A comprehensive framework for financial data analysis and backtesting trading strategies
Project description
Fintics - Trading Bot Framework
Advanced trading bot framework with backtesting and strategy optimization capabilities
Table of Contents
- Installation
- Quick Setup
- Command List
- Custom Strategy Creation
- Available Strategies
- Practical Examples
- Troubleshooting
- Advanced Usage
- Features
- Development
Installation
Prerequisites
Fintics requires TA-Lib, which must be installed at the system level before installing fintics.
macOS:
brew install ta-lib
Ubuntu/Debian:
sudo apt-get install ta-lib
Windows: Download the appropriate wheel file from here and install:
pip install TA_Lib‑0.4.xx‑cp3xx‑cp3xx‑win_amd64.whl
From PyPI (Recommended)
pip install fintics
From Source (For Development)
# Navigate to project directory
cd /path/to/Fintics
# Install (development mode)
pip install -e .
# Or standard installation
pip install .
After installation, the fintics command is available globally.
fintics help
fintics data list
fintics run AAPL --strategy RsiStrategy
Usage
Standard Usage:
fintics <COMMAND> [OPTIONS]
Alternative (Run as Python module):
python -m fintics.cli <COMMAND> [OPTIONS]
Command List
Help
fintics help
fintics -h
Strategy Management
List Available Strategies:
fintics strategy list
Create Custom Strategy Template:
fintics strategy create MyStrategy
# Creates MyStrategy.py
# - Optimization-ready (trial argument support)

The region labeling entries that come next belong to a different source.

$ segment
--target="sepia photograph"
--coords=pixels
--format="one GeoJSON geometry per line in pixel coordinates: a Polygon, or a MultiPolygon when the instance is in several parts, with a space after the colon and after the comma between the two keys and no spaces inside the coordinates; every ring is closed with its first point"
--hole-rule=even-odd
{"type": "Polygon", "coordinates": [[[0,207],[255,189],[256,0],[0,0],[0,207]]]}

# - Sample RSI strategy implementation
# - Comprehensive documentation included
Data Management
List Downloaded Data:
fintics data list
Download Data:
fintics data download <symbol> [--timeframe <TF>]
# Examples:
fintics data download GOOGL
fintics data download AAPL --timeframe 1H
Delete Data:
# Delete specific timeframe
fintics data delete <symbol> --timeframe <TF>
# Delete all timeframes
fintics data delete <symbol>
# Examples:
fintics data delete GOOGL --timeframe 1H
fintics data delete AAPL # Delete all timeframes
Run Backtest
Basic Execution:
fintics run <symbol> [OPTIONS]
# Examples:
fintics run AAPL
fintics run MSFT --strategy RsiStrategy --start 2023-01-01
fintics run GOOGL --strategy BollingerBandsStrategy --params '{"t": 20, "std": 2.5}'
Using Custom Strategy File:
fintics run <symbol> --strategy-file <PATH> [OPTIONS]
# Examples:
fintics run AAPL --strategy-file ./MyStrategy.py
fintics run MSFT --strategy-file ./custom_strategies/advanced.py --plot
Display Results Plot:
fintics run AAPL --strategy RsiStrategy --plot
Options:
--timeframe <TF>- Timeframe (e.g., 1H, 1D) [default: 1D]--strategy <NAME>- Built-in strategy name [default: KeepPositionStrategy]--strategy-file <PATH>- Path to custom strategy .py file--params <JSON>- Strategy parameters (JSON format) [default: {}]--start <DATE>- Start date (e.g., 2022-01-01)--end <DATE>- End date (e.g., 2025-12-31)--leverage <FLOAT>- Leverage [default: 1.0]--spread <FLOAT>- Spread [default: 0.0]--feerate <FLOAT>- Fee rate [default: 0.0]--onlybuy/--no-onlybuy- Long positions only [default: True]--reverse/--no-reverse- Reverse signals [default: False]--plot- Display performance chart [default: False]
Optimization
Optimize Single Strategy:
fintics optimize <symbol> [OPTIONS]
# Examples:
fintics optimize AAPL --strategy RsiStrategy
fintics optimize MSFT --strategy MacdStrategy --n_trials 200 --target sharperatio
Optimize Custom Strategy File:
fintics optimize <symbol> --strategy-file <PATH> [OPTIONS]
# Examples:
fintics optimize AAPL --strategy-file ./MyStrategy.py --n_trials 100
fintics optimize GOOGL --strategy-file ./advanced.py --n_trials 200 --plot
Optimize All Strategies:
fintics optimize_all <symbol> [OPTIONS]
# Examples:
fintics optimize_all BTCUSD --n_trials 50
fintics optimize_all GOOGL --n_trials 100 --target profit
# Note: --plot option is not available for optimize_all
Optimization Options:
--n_trials <INT>- Number of optimization trials [default: 100]--target <METRIC>- Target optimization metric [default: profit]- Available:
profit,sharperatio,winrate, etc.
- Available:
--plot- Plot optimization results (not available for optimize_all)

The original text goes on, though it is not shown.